Perfect containment ofthe high-density plasma needed for power production, where perfection means no interaction of the high-energy plasma and its sur­roundings, is not a practical reality. Whether through normal operation, or in off-normal incidents such as plasma ‘disruptions,’ plasma-material interaction (PMI) will occur in fusion devices. Components

in line of sight with the plasma, and therefore impacted by the hot gasses and particles, are referred to as plasma-facing components (PFCs) or materials (PFMs). The reactions between the fusion plasma and the PFMs are quite severe and typically cause melting or sublimation, component mechanical fail­ure due to high thermal stress, and excessive surface erosion. The plasma ion flux and associated heat loading to the PFMs can be highly nonuniform and quite dependent on the tokamak design.

The hot plasma gasses are made up of unburned hydrogen fuel, fusion byproducts such as helium, plasma electrons, and impurities, which include ele­ments previously removed from PFCs. As can be seen in eqn [1], the types of particles that may strike the PFMs are dependent on the fusion fuel. For the D+T fuel system, the plasma will contain not only the

D+T fuel, but also high-energy alpha particles (3.5 MeV He) and neutrons (14.1 MeV). The parti­tioning of the reaction energy between helium and the neutron is both an advantage and a disadvantage for the D+T fuel system. Because the energetic helium nucleus quickly collides with the surrounding gasses, most of its energy remains in the plasma and helps to sustain the high plasma temperature. Con­versely, the neutron has very little chance of collision in the low-density plasma and loses its energy outside of the plasma, usually over meters of path length inside the structure of the reactor. Because less than 30% of the D+T reaction energy remains in the plasma, only this fraction is eventually dumped on the PFCs, thus reducing the heat load handling requirement and material erosion. However, as discussed in Section 4.18.3, the material damage associated with the 14.1 MeV neutron collisions is significant and perhaps offsets the advantages of reduced D+T heat loading.

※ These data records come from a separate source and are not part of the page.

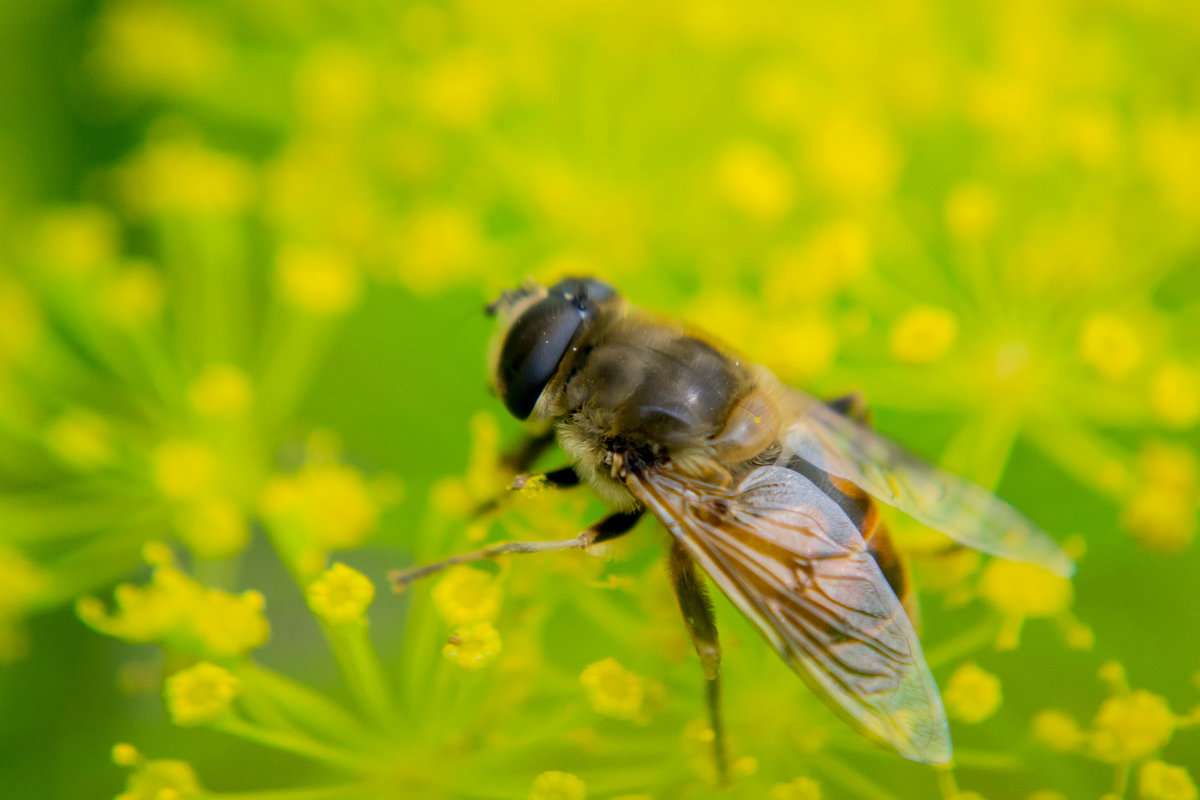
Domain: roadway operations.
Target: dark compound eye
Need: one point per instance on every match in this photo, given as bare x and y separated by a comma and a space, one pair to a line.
541, 336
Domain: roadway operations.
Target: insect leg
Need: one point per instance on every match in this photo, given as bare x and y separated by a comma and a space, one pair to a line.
697, 613
615, 524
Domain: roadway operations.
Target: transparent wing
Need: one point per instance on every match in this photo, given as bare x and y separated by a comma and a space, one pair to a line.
961, 510
795, 564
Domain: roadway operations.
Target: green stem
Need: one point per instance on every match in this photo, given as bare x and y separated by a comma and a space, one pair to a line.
295, 743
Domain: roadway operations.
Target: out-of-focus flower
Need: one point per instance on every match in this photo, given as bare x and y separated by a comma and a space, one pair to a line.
467, 595
1159, 781
473, 647
199, 693
972, 695
341, 595
558, 786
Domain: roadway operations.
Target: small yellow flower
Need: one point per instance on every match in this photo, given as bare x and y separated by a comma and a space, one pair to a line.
1159, 781
558, 786
467, 595
184, 469
229, 625
1175, 395
179, 175
162, 780
923, 335
199, 695
802, 788
77, 241
81, 439
461, 89
755, 181
473, 647
330, 503
125, 755
1023, 590
132, 296
1110, 344
341, 595
214, 528
972, 695
971, 212
1057, 731
221, 390
1161, 517
613, 690
1131, 726
324, 283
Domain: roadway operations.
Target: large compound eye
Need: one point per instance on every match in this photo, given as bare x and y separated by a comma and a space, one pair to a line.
535, 344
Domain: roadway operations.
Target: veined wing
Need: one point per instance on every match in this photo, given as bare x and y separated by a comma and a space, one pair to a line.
964, 511
795, 564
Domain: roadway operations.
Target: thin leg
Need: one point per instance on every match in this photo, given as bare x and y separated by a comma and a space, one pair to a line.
559, 479
697, 613
615, 524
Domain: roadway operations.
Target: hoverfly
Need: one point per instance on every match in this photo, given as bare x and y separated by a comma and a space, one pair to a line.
767, 489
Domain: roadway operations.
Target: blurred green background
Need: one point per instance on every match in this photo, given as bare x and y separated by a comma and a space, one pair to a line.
244, 247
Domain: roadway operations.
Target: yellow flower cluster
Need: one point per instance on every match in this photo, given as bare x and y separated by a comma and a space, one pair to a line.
972, 695
174, 608
558, 786
201, 693
618, 692
341, 595
467, 595
473, 647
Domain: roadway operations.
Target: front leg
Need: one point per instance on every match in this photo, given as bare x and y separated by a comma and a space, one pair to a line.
611, 527
697, 613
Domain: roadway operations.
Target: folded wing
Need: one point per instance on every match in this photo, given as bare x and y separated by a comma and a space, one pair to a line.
961, 510
795, 564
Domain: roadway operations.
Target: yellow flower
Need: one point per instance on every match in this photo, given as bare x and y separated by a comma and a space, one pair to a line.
1110, 346
613, 690
321, 282
22, 322
755, 181
199, 695
335, 86
1023, 590
125, 755
971, 211
214, 528
154, 46
1159, 781
178, 175
162, 780
228, 625
1057, 731
77, 241
221, 390
330, 503
923, 335
558, 786
461, 89
467, 595
132, 296
82, 439
473, 647
1161, 517
972, 695
802, 788
1175, 395
1131, 726
184, 469
341, 595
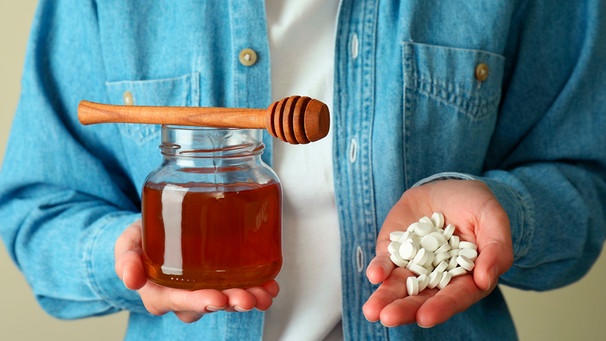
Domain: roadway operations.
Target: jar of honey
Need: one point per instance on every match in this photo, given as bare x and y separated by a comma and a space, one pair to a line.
212, 212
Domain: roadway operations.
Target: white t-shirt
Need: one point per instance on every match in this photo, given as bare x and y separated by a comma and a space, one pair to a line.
301, 36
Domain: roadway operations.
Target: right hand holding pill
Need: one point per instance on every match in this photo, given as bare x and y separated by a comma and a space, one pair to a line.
188, 306
467, 204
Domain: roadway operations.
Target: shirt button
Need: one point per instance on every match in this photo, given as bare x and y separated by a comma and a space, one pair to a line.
481, 72
127, 97
248, 57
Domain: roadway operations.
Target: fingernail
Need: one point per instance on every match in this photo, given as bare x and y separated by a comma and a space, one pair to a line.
240, 309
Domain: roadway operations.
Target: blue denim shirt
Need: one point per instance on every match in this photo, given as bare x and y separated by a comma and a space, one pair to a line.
410, 105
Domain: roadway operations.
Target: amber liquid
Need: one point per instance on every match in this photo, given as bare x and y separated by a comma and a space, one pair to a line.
207, 236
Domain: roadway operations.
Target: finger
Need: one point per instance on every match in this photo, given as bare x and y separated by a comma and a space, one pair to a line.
272, 288
460, 294
129, 268
392, 289
404, 310
240, 300
130, 239
493, 260
263, 299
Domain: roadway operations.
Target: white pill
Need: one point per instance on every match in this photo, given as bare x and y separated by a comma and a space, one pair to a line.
407, 250
393, 247
395, 235
422, 229
430, 242
448, 231
404, 237
465, 262
467, 245
434, 279
446, 277
438, 219
423, 281
452, 263
440, 257
469, 253
417, 269
458, 271
426, 220
441, 267
454, 242
444, 248
397, 260
412, 286
429, 260
421, 257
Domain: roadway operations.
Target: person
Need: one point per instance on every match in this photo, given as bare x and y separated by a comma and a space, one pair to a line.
489, 112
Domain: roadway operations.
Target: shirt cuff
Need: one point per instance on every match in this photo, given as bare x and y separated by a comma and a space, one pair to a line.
100, 263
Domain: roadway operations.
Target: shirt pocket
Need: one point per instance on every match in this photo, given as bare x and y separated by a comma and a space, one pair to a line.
451, 101
178, 91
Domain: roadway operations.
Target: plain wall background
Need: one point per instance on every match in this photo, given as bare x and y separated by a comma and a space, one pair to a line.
572, 313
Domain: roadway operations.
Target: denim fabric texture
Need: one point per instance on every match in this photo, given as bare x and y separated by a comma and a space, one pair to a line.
408, 108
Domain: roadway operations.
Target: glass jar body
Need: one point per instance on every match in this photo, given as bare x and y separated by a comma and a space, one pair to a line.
212, 212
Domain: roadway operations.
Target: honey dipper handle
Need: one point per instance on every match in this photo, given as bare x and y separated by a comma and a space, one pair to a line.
91, 113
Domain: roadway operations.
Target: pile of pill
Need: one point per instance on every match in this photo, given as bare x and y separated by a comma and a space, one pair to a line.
432, 252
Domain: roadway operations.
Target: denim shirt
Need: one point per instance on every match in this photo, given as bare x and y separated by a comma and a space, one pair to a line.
508, 92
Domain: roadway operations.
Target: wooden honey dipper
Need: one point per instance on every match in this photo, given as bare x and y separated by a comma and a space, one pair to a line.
295, 119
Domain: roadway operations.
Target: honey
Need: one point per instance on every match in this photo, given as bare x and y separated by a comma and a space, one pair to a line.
226, 238
212, 212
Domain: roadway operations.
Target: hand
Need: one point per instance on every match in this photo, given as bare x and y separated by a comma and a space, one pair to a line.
478, 217
188, 306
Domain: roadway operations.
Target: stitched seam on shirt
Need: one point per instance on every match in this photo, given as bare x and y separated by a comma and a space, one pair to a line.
474, 107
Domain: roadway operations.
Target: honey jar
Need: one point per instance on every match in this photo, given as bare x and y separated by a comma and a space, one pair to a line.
212, 211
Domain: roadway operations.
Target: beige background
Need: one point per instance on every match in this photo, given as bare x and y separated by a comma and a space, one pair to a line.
573, 313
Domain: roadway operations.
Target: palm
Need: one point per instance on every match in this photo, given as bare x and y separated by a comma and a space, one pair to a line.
189, 306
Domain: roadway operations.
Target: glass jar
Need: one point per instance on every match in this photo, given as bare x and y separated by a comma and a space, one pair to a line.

A characteristic classifying the fusion device type is the manner in which the plasma edge is defined and the plasma power handled. The classic approach is to define the plasma edge by placing a sacrificial com­ponent in contact with the plasma. This component, which intercepts the plasma edge particle flux, is known as a bumper or bumper limiter, and extends circumferentially around the torus. A second approach to defining the plasma edge is magnetically capturing and diverting the edge plasma onto a divertor plate well removed from the central plasma. Once the plasma gasses strike the surfaces and are thus cooled, they are pumped away. Unless mitigated, the energy
deposited locally on the ‘divertor’ can be excessive. Many techniques, such as magnetic sweeping to spread the load and puffing of gas to ‘soften’ the ion impact, have been used to reduce the particle flux and energy. Regardless of whether the limiter or divertor design is employed, the majority of the par­ticle and heat flux is intercepted by these components (Table 1). However, a significant flux also impacts the balance of the torus lining, generally referred to as the first wall. A convenient comparison for the heat load­ings given in Table 1 is that the maximum output from a conventional propane torch is approximately 10MWm~ , or about the maximum seen in current fusion devices.